Monster is a movie, like Isle of the Snake People, that was made because someone wanted desperately to make it. It's the curious nature of a movie like this that keeps you watching. What compelled the makers, and how ridiculous and hopeful did they feel every single day of the shoot? Even when their hero can't act. Even when their plucky young protagonists aren't worth killing. Even when their rubber star looks silly in the sunlight. How disheartening and wonderful when the climax of your movie involves a dead sheep stuffed with TNT.

Drunken Angel

"Fall in love for someone like me. I may be scruffy but you get free medical care."

"Fall in love for someone like me. I may be scruffy but you get free medical care."

Written by Keinosuke Uekusa and Akira Kurosawa. Directed by Akira Kurosawa. 1948.
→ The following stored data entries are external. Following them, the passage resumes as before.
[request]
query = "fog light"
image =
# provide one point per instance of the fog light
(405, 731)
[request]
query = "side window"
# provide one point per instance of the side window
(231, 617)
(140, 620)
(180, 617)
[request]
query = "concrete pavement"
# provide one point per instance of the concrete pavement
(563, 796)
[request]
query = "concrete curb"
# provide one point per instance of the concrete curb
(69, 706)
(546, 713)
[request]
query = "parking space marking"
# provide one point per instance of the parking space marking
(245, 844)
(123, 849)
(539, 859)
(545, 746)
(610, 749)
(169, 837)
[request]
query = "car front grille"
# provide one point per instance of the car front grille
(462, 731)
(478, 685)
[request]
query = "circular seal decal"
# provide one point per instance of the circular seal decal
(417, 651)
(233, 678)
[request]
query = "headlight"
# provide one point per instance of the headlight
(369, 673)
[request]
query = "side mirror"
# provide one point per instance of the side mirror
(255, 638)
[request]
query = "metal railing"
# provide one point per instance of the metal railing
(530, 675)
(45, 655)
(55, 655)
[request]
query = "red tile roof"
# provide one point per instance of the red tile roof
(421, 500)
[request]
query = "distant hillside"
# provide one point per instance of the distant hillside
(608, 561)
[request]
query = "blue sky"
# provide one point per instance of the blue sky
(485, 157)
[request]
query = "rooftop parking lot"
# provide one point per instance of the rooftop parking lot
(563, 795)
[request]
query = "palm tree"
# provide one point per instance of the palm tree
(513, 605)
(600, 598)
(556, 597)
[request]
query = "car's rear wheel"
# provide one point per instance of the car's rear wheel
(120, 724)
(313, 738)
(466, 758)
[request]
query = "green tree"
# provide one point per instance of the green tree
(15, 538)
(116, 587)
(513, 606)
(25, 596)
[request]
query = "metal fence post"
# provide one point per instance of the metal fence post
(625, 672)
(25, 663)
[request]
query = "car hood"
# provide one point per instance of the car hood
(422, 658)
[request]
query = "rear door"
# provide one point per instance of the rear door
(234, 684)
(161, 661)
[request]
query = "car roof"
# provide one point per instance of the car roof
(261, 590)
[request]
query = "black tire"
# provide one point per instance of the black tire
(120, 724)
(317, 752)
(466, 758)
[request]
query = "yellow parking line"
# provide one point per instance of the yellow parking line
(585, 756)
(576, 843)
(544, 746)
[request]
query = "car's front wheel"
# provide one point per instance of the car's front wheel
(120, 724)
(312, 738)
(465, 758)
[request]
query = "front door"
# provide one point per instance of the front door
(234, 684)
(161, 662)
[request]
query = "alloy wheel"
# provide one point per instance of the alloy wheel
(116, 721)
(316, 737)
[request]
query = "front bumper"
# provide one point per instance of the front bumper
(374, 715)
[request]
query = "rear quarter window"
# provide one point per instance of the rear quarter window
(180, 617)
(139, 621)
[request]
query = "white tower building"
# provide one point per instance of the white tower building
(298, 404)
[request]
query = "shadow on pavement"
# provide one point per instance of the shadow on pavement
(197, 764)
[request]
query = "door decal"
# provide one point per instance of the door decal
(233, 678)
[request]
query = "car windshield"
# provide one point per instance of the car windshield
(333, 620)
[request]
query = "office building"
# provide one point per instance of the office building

"Japanese make too many useless sacrifices," says Shimura's doctor, a criticism of both Mifune's Yakuza thugs who populate the dingy, disease-ridden back-alleys of Tokyo and the militarists who made them -- both the thugs and the alleys. Kurosawa's historic epics, from Seven Samurai to Kagemusha, are his calling cards, but I'll always prefer his noir. His gangsters and drunks swagger and bluster, protesting under the burden of who they are, and it's in their darkest places their humanity shines brightest. Drunken Angel climaxes with a useful sacrifice: Mifune's life for the doctor's. At the movie's end, Shimura buys one of his patients, a seventeen-year-old girl who's survived TB, a sweet, payment on a bet. "Where does one buy sweets?" the old man asks. The girl laughs. "You really don't know anything, do you. At the sweet shop." They stroll off arm in arm and are immediately lost in the marketplace, in a sea of shuffling bodies -- all the more lives the doctor may now save, thanks to a thug.

Gremlins

"Goddamn foreign cars."

"Goddamn foreign cars."

Written by Chris Columbus. Directed by Joe Dante. 1984.

"Phone home, caca!" hisses a gremlin as it cuts the phone lines to the Peltzer house. In addition to his executive producer, Joe Dante quotes everyone, from Frank Capra to Don Siegel to George Pal to Red Skelton to Walt Disney to Sylvester Stallone. And on and on and on goes the trivia, my favorite being a cameo by Chuck Jones. Gremlins is a clever, funny movie about man's dogged, noble pursuit of convenience, which ultimately makes monsters of the machines he creates. Who better for a cameo, then, than the man who gave us Wile E. Coyote, Super Genius. Our hearts are in the right places, but our heads -- more often than not thanks to our own Acme rockets -- are up our asses. "Fantastic inventions for a fantastic world," goes Rand Peltzer's wonderful inventor's motto. "I make the illogical logical." What better setting for such a conceit than a movie-set town like Kingston Falls, drawn from the subconscious of old Hollywood -- and at Christmas.